I need help, I don't know how to approach this question
The free energy generated by ion movement in the cell is used by the cell to do work. Compute the minimum number of millimoles of sodium that would be needed to pump one millimole of calcium ions if the following concentrations were present in the cell. Assume the temperature to be 370C and recall that R=0.008314 kJ/mol-K.
Na^+ (aq, 11mM) ----> Na^+ (aq,9.25 mM)
Ca^2+ (aq, 5mM) ----> Ca^2+ (aq, 475mM)
I understand the question, vaguely, but can you clue me in on the concentrations at the end of the post. You have two mM for both. Which is right for each?
The two chemical equations with the concentration amounts are as listed on the problem. That's what I was trying to figure out normally I can solve if only given one set of concentrations but I don't have a clue as to what to do now that I am given a mother set
I don't understand the problem either.
To compute the minimum number of millimoles of sodium needed to pump one millimole of calcium ions, we need to understand the concept of the Nernst equation and use it to calculate the electrochemical potential difference between the two ions.
The Nernst equation is used to calculate the equilibrium potential (in volts) for an ion across a membrane. In this case, we are interested in the sodium-potassium pump, which pumps sodium ions into the cell and potassium ions out of the cell. The equation is as follows:
E = (RT/zF) * ln([ion]out / [ion]in)
Where:
- E is the equilibrium potential in volts
- R is the ideal gas constant (0.008314 kJ/mol-K in this case)
- T is the temperature in Kelvin (370C = 643K in this case)
- z is the valence of the ion (+1 for sodium and +2 for calcium)
- F is Faraday's constant (96,485 C/mol)
- [ion]out and [ion]in are the ion concentrations outside and inside the cell, respectively.

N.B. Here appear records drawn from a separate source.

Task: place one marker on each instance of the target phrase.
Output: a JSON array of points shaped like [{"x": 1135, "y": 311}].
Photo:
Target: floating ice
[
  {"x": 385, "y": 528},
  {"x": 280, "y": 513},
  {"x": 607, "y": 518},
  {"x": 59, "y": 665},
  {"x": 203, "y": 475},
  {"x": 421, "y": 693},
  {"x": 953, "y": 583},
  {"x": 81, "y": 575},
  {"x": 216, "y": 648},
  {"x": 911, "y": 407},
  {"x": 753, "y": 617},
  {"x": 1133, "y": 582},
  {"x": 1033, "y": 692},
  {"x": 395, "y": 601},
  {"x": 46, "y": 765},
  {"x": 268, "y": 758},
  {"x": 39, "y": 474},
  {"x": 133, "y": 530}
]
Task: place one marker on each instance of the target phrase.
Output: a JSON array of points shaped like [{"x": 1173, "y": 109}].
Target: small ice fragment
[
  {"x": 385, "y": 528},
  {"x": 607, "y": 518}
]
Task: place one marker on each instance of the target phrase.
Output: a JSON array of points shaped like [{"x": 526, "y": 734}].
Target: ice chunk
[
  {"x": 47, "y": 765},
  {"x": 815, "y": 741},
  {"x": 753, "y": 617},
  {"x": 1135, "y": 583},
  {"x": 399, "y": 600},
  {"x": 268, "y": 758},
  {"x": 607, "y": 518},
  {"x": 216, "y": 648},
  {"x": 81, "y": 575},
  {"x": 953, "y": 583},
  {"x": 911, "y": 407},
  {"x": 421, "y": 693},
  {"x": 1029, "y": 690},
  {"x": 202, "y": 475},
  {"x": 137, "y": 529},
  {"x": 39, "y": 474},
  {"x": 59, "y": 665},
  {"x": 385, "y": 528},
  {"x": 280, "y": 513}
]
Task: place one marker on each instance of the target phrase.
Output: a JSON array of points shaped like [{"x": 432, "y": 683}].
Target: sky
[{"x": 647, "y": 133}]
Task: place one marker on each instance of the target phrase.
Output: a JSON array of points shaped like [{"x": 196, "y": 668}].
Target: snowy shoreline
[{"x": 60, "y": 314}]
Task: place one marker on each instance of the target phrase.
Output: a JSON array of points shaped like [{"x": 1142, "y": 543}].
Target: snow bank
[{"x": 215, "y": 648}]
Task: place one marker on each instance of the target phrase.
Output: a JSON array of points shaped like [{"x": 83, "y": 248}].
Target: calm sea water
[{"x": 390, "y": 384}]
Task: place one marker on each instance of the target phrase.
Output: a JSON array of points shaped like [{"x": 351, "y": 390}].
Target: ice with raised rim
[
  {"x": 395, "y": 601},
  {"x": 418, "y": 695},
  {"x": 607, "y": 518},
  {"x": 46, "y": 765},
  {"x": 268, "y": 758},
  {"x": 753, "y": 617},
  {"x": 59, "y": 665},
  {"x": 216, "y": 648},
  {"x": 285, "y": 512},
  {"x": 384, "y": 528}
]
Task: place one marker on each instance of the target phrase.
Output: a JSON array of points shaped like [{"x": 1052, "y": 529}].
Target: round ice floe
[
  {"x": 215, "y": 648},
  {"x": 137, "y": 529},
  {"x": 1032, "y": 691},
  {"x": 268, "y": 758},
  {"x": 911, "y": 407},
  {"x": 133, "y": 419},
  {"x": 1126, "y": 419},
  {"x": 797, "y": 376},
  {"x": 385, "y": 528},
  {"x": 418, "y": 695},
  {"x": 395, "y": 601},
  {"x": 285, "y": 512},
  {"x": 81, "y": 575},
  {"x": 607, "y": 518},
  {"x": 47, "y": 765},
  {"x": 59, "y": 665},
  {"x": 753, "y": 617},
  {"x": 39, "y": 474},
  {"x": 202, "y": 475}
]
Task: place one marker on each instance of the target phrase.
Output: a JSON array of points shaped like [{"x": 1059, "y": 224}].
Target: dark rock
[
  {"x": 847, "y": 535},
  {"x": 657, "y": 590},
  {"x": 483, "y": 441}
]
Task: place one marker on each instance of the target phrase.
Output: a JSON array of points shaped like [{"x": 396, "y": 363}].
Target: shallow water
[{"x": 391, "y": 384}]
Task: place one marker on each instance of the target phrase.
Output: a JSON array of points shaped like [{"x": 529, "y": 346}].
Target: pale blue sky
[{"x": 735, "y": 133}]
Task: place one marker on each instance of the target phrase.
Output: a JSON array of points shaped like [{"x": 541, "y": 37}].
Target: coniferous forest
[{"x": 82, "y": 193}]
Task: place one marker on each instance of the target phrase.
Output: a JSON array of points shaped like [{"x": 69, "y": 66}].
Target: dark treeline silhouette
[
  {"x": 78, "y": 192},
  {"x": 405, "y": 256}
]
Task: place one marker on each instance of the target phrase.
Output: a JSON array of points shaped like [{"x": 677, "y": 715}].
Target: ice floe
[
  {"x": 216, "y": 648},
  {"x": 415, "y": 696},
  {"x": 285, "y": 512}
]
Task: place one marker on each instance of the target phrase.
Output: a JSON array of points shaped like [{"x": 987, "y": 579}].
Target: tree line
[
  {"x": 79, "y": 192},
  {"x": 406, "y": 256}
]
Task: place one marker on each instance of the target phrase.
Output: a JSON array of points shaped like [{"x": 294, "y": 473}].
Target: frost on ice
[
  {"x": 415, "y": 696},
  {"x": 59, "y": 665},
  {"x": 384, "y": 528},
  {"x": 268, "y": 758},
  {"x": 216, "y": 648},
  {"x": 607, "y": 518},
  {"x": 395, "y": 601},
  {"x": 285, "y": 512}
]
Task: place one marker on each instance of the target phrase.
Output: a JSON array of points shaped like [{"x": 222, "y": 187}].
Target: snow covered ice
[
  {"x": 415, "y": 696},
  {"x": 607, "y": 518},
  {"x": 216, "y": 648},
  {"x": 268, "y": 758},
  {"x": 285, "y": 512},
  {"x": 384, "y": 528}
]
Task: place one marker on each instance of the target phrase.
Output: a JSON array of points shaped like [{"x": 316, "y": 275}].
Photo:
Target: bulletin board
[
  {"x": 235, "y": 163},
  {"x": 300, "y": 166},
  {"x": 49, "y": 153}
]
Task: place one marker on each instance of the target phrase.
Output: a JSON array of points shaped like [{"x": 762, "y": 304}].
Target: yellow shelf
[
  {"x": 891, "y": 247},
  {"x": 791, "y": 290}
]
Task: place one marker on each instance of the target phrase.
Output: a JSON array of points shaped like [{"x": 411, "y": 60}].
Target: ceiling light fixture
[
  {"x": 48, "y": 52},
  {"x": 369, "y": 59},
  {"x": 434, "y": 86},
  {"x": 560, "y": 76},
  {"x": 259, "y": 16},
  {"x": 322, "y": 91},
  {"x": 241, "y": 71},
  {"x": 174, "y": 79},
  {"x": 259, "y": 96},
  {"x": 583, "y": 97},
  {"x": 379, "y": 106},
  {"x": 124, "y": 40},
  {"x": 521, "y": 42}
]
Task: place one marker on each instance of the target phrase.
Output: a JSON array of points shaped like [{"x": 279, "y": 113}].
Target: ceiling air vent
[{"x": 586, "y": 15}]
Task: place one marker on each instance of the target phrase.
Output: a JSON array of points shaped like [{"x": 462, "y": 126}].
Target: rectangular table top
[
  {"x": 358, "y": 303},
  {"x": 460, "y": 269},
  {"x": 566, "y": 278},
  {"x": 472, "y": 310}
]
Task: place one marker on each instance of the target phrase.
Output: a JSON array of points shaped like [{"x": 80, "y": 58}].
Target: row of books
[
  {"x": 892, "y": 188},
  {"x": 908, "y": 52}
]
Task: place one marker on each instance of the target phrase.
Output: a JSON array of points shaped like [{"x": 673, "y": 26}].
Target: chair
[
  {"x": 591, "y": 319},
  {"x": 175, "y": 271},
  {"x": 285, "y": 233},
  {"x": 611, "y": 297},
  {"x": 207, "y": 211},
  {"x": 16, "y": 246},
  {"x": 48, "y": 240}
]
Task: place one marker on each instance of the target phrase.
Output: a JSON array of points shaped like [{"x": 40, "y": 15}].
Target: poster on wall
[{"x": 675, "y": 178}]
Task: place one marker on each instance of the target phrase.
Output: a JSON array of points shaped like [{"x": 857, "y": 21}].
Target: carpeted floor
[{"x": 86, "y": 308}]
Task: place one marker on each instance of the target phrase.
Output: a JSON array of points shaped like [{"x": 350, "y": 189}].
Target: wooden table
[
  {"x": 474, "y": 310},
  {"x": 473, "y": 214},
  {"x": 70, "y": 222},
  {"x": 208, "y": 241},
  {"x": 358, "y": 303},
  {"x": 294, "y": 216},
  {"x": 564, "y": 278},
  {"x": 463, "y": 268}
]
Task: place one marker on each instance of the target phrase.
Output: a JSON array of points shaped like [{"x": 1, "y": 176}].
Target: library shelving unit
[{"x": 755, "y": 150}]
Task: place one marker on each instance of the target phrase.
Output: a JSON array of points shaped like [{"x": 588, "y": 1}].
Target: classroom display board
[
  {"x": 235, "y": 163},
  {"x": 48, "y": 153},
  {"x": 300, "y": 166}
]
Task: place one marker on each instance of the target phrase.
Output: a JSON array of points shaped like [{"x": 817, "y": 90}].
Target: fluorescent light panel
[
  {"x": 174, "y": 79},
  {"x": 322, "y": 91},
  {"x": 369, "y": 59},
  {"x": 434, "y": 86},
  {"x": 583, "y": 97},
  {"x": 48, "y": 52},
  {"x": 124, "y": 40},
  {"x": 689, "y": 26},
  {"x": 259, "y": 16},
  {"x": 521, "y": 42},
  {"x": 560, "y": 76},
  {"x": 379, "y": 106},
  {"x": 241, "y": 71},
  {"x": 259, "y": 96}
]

Let's calculate the equilibrium potential difference for both sodium and calcium ions using the given concentrations.
For sodium ions:
E(Na) = (RT/zF) * ln([Na+]out / [Na+]in)
E(Na) = (0.008314 * 643 / 1 * 96,485) * ln(9.25 / 11)
E(Na) = -0.0252 V
For calcium ions:
E(Ca) = (RT/zF) * ln([Ca^2+]out / [Ca^2+]in)
E(Ca) = (0.008314 * 643 / 2 * 96,485) * ln(475 / 5)
E(Ca) = 0.215 V
To pump one millimole of calcium ions, we need to overcome an electrochemical potential difference of 0.215 V.
Now, to compute the minimum number of millimoles of sodium needed, we can use the equation:
ΔG = -nFΔE
Where:
- ΔG is the change in Gibbs free energy (in kJ/mol)
- n is the number of moles of electrons transferred per mole of ions (n = 2 for calcium ions)
- F is Faraday's constant (96,485 C/mol)
- ΔE is the electrochemical potential difference (0.215 V for calcium ions)
Let's calculate the value for sodium ions:
ΔG(Na) = -nFΔE
ΔG(Na) = -(2 * 96,485) * 0.215
ΔG(Na) = -41.506 kJ/mol
Now, let's find out the minimum number of millimoles of sodium ions needed:
-1 millimole of calcium ions has an associated ΔG of -41.506 kJ/mol
-1 millimole of sodium ions will have the same ΔG, as we use the same energy source
Therefore, we will need an equal number of millimoles of sodium ions, which is 1 millimole.
So, the minimum number of millimoles of sodium needed to pump one millimole of calcium ions is 1 millimole.